Foi nesse ponto que Debí Tirar Más Fotos mudou o jogo. O álbum viralizou pelas músicas, mas também por sua estética. A capa, com duas cadeiras de plástico brancas, pode não significar muito para outros lugares do mundo. Contudo, para nós, é símbolo imediato de afeto, quintal, churrasco ou festa de aniversário. Conversa que atravessa a madrugada, um símbolo da classe média e popular que quase nunca se vê retratada com dignidade na cultura pop global. Uma estética que atravessa a América Latina inteira, inclusive nós, os irmãos de países diferentes. DTMF se espalhou porque bate num lugar que não precisa de legenda. Saudade e pertencimento, aquela sensação agridoce de lembrar de tempos mais simples que não voltam mais, sentimentos que dispensam legenda. O idioma deixa de ser obstáculo quando a emoção é familiar.
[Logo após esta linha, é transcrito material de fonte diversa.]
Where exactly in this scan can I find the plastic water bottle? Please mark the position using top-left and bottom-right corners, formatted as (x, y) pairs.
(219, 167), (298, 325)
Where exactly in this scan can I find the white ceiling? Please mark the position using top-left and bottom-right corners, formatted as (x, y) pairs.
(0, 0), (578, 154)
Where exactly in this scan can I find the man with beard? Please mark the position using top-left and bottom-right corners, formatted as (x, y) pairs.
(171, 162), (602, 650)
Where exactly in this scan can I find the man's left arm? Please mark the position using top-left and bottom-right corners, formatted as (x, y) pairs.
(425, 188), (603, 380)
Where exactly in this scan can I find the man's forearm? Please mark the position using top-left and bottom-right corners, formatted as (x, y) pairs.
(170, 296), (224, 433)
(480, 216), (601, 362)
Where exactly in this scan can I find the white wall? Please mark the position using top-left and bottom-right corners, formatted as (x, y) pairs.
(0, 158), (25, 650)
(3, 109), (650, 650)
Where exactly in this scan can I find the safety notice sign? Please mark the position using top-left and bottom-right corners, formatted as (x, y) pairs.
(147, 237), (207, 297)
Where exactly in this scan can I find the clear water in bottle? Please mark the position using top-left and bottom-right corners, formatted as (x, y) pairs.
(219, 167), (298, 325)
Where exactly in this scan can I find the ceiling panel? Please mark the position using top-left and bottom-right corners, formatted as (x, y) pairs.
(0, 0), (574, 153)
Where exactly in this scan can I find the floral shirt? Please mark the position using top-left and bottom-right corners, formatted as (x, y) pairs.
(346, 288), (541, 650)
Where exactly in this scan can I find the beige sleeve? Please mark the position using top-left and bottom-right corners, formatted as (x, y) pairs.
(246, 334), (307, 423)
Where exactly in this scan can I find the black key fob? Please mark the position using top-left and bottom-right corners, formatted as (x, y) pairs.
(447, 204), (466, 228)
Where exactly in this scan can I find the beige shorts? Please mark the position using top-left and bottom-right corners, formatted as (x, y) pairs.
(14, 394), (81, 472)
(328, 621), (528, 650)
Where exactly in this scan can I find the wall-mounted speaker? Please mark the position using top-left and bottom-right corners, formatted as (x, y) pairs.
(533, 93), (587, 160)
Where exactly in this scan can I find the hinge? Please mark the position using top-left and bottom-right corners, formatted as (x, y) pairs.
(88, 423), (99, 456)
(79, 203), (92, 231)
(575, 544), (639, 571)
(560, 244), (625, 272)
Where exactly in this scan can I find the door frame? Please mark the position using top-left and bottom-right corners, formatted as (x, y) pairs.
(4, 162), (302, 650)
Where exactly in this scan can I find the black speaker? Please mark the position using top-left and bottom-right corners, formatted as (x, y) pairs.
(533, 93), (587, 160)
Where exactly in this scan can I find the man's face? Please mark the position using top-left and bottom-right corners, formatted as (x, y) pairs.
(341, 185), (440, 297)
A performance no Super Bowl funcionou como econômica, quebrando o muro invisível que nos separava. Não só pelo espetáculo, mas pelo gesto político e cultural, Bad Bunny levou a cultura latina ao palco mais assistido dos EUA sem suavizar nada. O rebolado, a criança dormindo nas cadeiras, a festa, a busca por um futuro melhor em outro lugar… Ao fim, o ato fez até o distante Canadá se sentir incluído no clubinho: todos os países da América sendo citados, com suas bandeiras enviadas juntas, mostrando que somos um coletivo e também temos muita arte para mostrar.
Essa recusa em se adaptar para ser aceito ecoou por aqui. O Brasil sempre oscilou entre o desejo de pertencimento global e a dificuldade de se enxergar como parte da América Latina. Pela primeira vez em muito tempo não estávamos só consumindo a arte dos EUA, estávamos nos reconhecendo nela. Na estética popular e no orgulho da própria origem que muitas vezes é difícil sentir. Quando o artista citou os países do continente, não foi apenas entretenimento, foi inclusão cultural. De forma prática, os números mostram o impacto e, após o lançamento do álbum e a apresentação no Super Bowl, o interesse por Bad Bunny no Brasil cresceu. As buscas aumentaram e ele entrou para o top 50 dos artistas mais ouvidos no país. Isso mostra que talvez a nossa barreira com o espanhol nunca tenha sido puramente linguística, mas simbólica.
Tal como os EUA, também não entendemos o espanhol fluentemente. Porém, além da nossa capacidade de usar com maestria sites e ferramentas de tradução, finalmente conseguimos identificar e isso foi mais do que suficiente. Agora, com o show de Bad Bunny no Brasil se aproximando, o cenário é outro. O público chega mais curioso, mais aberto e, sobretudo, mais consciente da própria latinidade. Quando Bad Bunny levou a cultura latina para o centro do espetáculo, ele abriu uma fresta para que o Brasil se visse incluído numa conversa maior e percebesse que tem um lugar reservado na mesa da casita . Ele nos fez lembrar que, depois de brasileiros, somos latinos. Que nossa cadeira de plástico também conta história, que nosso idioma é diferente, mas o sentimento é compartilhado.
No fim das contas, nenhuma música exige tradução para ser apreciada, exige identificação. O que atravessa fronteiras não é a palavra, mas a emoção que ela desperta. Se do lado de cá não entendemos muito bem o espanhol, é seguro dizer que, ainda assim, entendemos tudo sobre o Bad Bunny e o que ele representa.
Aproveitem o coelhão no Brasil e espalhem amor.